André Brock on Race and the Internet

André Brock on Race and the Internet

At a conference presented by The University of Iowa's Forkenbrock Series on Public Policy, "Conflict and Civility in Political Discourse: Where Is the Line?" André Brock presented findings from his recent research about race and the internet. He brought to the attention of the mostly white audience that "racial identity online is assumed to be white unless context or discourse suggests otherwise," pointing out that whiteness is articulated as a silent norm. With regards to a specific blog, StuffWhitePeopleLike.com, Brock used Critical Technocultural Discourse to analyze the site.
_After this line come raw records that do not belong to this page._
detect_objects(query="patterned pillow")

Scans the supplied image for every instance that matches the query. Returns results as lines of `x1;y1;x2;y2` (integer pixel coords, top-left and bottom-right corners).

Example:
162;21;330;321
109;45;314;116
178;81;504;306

Using this angle, he analyzed one post on the blog and its over fifteen thousand comments: not an easy task.

The blog post he chose to focus on was simple, a picture of the cast of Friends with President Barak Obama's head photoshopped into the group with the words "Because white people are afraid that if they don’t like him that they will be called racist," which he projected onto the screens to either side of the panel table. (Side note: he was the only one of the three presenters to take advantage of these screens.) He pulled out several of the more incendiary comments on this post, being sure to point out that since the participants in the discussions know that the discussion is happening in a public space they are more likely to be as inflammatory and incendiary as possible. However, he noted, "Racial attitudes shape online interactions regardless of context, but it becomes more apparent when race is the topoi" or topic. He reiterated that we like to think of the internet as a race-less. body-less space, but in fact the default internet identity is white, male, and middle-class. While on the internet "there is more disguised racist discourse, less overt racism, but race and racism is a fact in all discourses," online and off.